A good pun is its own reword.
Durracell bunny arrested - charged with battery.
A man's home is his castle, in a manor of speaking.
Is a pessimists blood type always B-negative?
My friend makes pottery, but to me its just kiln time.
Dijon Vu - the same mustard as before.

Practice safe eating - always use condiments.
I fired my masseuse today - she rubbed me up the wrong way.
A Freudian slip is when you say one thing and mean your mother.
Shotgun Wedding - A case of wife or death.
I used to work in a blanket factory, but it folded.
I used to be a lumberjack, but I couldn't hack it so they gave me the chop.

If electricity comes from electrons...does morality come from morons?
Marriage is the mourning after the knot before.
A hangover is the wrath of grapes.
Corduroy pillows are making headlines.
Is a book on voyeurism a peeping tome?
Dancing cheek-to-cheek is really a form of floor play.

Banning the bra was a big flop.
Sea captains don't like crew cuts.
Does the name Pavlov ring a bell?
A successful diet is a triumph of mind over platter.
Time flies like an arrow. Fruit flies like a banana.
A gossip is someone with a great sense of rumour.

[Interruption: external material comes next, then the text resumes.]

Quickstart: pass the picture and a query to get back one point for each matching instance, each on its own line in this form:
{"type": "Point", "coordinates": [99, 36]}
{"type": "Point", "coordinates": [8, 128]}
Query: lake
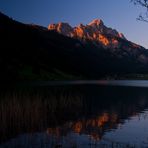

Without geometry, life would be pointless.
When you dream in colour, it's a pigment of your imagination.
Reading whilst sunbathing makes you well-red.
When two egotists meet, it's an I for an I.

tukayaway
04 Oct 2005, 23:37
Here's one for the football fans:

A fire broke out at Chelseas ground, completely destroying the trophy cabinet. The Police think it's Arsene.